Crater Lake National Park: Administrative History by Harlan D. Unrau and Stephen Mark, 1987

 CHAPTER TWELVE: Resource Management In Crater Lake National Park: 1916-Present

 

E. RESOURCE MANAGEMENT: 1970s-1980s

Resource management concerns continued to be the focus of considerable attention by Crater Lake National Park personnel during the 1970s and 1980s. In June 1970 the Service adopted three objectives that would govern the parameters for resource management concerns for the decade. These were:

a. The primary natural resources of the park will be managed to insure the perpetuation of the factors basic to the park’s establishment

b. Encourage and administer a viable and purposeful research program

c. Road systems and park developments will be brought into balance with demonstrated visitor use patterns with regard to the influence on existing ecosystems [51]

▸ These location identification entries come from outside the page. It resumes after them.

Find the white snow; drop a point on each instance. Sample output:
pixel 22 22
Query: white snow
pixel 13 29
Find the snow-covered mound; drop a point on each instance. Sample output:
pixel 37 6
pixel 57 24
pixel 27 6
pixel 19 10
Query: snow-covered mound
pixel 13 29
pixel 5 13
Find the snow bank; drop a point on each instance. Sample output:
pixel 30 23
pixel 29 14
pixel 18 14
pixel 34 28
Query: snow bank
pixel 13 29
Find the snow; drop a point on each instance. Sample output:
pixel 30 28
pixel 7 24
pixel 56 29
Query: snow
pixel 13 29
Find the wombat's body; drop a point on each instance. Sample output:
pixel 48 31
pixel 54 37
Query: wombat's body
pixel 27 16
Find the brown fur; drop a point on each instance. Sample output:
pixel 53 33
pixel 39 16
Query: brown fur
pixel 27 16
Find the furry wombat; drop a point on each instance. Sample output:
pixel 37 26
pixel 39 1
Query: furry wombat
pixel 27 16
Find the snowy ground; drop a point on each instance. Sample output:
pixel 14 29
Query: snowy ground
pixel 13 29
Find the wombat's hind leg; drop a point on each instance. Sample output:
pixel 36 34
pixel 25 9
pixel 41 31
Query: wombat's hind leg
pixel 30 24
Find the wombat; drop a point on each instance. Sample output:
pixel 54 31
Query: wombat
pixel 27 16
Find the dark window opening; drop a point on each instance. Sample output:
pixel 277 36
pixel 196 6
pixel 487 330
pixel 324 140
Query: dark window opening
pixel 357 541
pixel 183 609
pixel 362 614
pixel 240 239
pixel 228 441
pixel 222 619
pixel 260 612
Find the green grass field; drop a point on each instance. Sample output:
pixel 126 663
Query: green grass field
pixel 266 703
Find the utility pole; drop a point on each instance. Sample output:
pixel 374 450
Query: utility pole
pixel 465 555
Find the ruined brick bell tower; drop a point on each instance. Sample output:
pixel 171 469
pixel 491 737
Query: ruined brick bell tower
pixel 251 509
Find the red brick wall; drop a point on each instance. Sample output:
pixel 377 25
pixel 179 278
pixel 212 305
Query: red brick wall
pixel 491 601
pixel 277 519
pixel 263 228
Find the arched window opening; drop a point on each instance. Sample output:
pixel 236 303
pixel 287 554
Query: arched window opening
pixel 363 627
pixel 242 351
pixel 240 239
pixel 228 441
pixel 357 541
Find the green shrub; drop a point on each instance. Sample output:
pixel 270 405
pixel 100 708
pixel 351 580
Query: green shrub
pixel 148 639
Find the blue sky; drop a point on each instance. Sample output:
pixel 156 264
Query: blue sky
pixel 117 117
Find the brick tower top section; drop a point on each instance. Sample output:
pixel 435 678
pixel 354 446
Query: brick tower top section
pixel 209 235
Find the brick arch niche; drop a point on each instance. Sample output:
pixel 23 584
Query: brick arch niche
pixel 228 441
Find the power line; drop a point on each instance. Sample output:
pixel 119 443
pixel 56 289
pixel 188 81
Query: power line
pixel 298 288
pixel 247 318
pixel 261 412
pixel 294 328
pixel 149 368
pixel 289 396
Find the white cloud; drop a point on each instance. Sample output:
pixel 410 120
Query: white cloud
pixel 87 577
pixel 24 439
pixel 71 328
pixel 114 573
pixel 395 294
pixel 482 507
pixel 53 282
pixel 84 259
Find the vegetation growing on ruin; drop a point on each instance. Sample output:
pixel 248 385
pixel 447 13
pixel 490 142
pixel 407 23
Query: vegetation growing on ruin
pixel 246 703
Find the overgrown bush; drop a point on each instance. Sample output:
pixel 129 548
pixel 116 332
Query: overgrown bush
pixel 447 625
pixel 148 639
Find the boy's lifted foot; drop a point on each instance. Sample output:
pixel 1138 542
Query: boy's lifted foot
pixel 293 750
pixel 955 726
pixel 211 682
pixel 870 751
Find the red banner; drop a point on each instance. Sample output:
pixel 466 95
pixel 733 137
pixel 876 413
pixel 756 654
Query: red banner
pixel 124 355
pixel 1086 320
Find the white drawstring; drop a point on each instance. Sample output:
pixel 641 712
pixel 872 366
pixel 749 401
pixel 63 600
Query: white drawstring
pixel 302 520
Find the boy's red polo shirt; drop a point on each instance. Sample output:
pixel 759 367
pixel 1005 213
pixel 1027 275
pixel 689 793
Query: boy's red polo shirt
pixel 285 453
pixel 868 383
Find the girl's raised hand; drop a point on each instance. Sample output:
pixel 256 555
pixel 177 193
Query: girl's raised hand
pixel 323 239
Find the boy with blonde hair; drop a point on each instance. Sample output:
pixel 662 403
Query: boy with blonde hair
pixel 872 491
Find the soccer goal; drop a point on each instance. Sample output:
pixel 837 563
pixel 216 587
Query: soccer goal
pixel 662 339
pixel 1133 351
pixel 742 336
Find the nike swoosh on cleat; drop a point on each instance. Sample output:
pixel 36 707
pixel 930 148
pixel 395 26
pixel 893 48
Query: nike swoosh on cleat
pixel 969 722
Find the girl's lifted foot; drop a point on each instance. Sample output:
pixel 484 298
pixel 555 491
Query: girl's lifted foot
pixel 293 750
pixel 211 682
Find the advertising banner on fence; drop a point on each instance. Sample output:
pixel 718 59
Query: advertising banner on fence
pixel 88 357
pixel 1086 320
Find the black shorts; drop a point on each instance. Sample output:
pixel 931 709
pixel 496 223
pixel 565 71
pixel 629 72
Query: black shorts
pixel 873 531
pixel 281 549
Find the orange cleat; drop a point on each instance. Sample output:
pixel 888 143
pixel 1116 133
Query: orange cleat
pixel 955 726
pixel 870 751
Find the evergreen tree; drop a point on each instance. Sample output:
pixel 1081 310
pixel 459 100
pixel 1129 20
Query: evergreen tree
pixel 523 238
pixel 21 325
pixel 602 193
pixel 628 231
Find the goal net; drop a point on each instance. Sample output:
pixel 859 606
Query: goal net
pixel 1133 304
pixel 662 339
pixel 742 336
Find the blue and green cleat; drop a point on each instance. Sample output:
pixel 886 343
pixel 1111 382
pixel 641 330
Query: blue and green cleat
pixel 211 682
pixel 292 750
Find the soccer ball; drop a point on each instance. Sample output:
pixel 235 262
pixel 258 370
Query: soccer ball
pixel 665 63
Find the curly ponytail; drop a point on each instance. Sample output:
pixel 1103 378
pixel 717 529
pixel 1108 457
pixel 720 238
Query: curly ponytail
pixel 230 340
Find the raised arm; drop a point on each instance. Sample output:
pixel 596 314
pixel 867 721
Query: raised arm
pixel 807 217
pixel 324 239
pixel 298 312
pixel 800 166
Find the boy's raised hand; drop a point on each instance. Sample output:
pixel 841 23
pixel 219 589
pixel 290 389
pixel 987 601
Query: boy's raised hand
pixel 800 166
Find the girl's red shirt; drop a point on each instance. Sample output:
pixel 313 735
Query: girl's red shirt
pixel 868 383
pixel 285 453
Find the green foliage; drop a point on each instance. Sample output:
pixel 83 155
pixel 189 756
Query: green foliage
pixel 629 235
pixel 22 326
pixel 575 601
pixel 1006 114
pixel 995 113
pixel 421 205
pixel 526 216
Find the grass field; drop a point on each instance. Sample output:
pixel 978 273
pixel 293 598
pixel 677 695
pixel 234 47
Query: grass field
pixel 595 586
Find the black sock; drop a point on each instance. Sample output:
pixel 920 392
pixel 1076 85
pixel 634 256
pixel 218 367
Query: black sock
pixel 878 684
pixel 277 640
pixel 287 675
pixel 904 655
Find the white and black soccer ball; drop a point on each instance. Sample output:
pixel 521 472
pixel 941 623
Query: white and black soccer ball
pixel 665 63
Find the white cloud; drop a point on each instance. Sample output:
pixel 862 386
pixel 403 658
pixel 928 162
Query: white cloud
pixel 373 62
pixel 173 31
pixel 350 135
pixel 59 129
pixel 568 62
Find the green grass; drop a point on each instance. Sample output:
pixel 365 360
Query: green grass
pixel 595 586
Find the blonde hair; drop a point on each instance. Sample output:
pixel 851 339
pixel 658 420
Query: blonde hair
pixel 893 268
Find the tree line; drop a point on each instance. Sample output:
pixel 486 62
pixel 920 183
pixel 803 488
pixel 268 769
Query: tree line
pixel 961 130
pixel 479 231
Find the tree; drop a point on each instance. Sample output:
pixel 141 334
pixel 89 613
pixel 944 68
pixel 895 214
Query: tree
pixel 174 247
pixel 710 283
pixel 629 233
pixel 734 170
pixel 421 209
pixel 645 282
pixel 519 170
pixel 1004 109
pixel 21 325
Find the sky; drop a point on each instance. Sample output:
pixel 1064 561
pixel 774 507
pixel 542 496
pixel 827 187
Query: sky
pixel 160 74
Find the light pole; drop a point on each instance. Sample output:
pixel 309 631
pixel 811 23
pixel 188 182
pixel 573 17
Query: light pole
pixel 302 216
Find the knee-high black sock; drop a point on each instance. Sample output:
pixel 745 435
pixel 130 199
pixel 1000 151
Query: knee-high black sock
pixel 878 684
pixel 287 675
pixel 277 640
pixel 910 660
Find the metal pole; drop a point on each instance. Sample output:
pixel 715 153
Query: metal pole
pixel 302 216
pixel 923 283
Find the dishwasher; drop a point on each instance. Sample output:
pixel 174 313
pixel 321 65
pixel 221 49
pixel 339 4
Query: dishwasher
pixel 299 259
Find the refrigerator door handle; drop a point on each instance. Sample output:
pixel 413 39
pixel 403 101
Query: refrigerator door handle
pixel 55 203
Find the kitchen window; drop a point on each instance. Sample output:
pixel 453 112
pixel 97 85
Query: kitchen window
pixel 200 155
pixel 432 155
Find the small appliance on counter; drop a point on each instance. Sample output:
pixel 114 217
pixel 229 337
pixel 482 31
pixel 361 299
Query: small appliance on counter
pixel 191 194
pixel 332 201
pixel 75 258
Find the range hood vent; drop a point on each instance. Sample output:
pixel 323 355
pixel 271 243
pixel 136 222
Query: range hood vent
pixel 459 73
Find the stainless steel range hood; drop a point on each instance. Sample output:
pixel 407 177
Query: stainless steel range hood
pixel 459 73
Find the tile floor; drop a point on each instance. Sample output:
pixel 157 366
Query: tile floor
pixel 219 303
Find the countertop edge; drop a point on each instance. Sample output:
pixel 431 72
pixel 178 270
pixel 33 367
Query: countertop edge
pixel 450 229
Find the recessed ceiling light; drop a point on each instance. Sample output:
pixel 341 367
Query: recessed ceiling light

One of the primary issues that continued to face park officials in the early 1970s was wildlife management, particularly as it pertained to black bear. Thus in November 1974 Superintendent Sims approved a bear management plan that was in line with the NPS Advisory Board on Wildlife Management’s recommendation “that the biotic associations within each park be maintained or, where necessary, recreated as nearly as possible in the condition that prevailed when the area was first visited by white man.”